Geodesics and redshift

What about light? Why would light be redshifted yet objects not affected? Light emitted from distance objects (which by definition propagates, unlike massive bodies) would be impelled to travel a geodesic on the surface of such a sphere with intrinsic curvature. Because of the limited velocity of light c, an observer located on this surface (a very large sphere) will see EMR emitted from a distant source redshifted with the associated time dilation component, since light is traveling a geodesic path. The time it takes for a photon to travel from the source (far-removed) to the observer located anywhere on the surface, will be longer than if the line were straight (i.e., not geodesic, as on a flat Euclidean plane). 

The world-line of photon on a spherical surface appears curved, but it is simply the analog of straight lines in the non-Euclidean geometry used to describe gravitational fields in general relativity. Due to the curved sphere, the further the distance that separates the points, the further the deviation from linearity will be manifest, from the observer's point of view. Say we add another luminous source further removed from the observer (any observer). The path traveled on the Gaussian manifold (the geodesic) will induce a larger deviation still, than the path of a Euclidean straight line. This difference is negligible as long as distance traveled by the photon is very small, but becomes larger with greater distance. Note, in passing, that a universe in which the spatial curvature is positive the circumference of a circle less than its Euclidean value. By consequence, distant objects will appear closer than in a Euclidean space. Redshift is due to the geodesic path of a photon with distance, not distance alone (since no matter how far removed is the source, redshift will not occur in a Euclidean, flat, universe). 
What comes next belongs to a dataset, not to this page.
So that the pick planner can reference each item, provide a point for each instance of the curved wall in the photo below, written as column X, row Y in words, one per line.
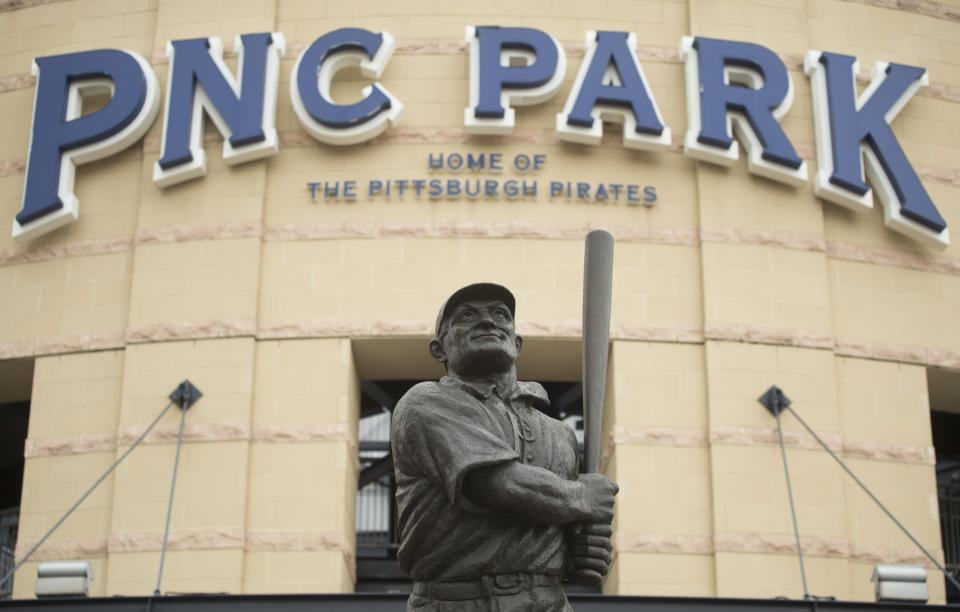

Let's exemplify the situation with a schematic diagram:




Figure G

Three spherical triangles are drawn (albeit inaccurately here) on the surface of a sphere, which represents the visible universe (but which could represent the entire universe) in reduced dimensions on a spherical 'plane', consistent with Einstein's infamous static model, 1916-1917. This is a topological manifold without a boundary, and without a center.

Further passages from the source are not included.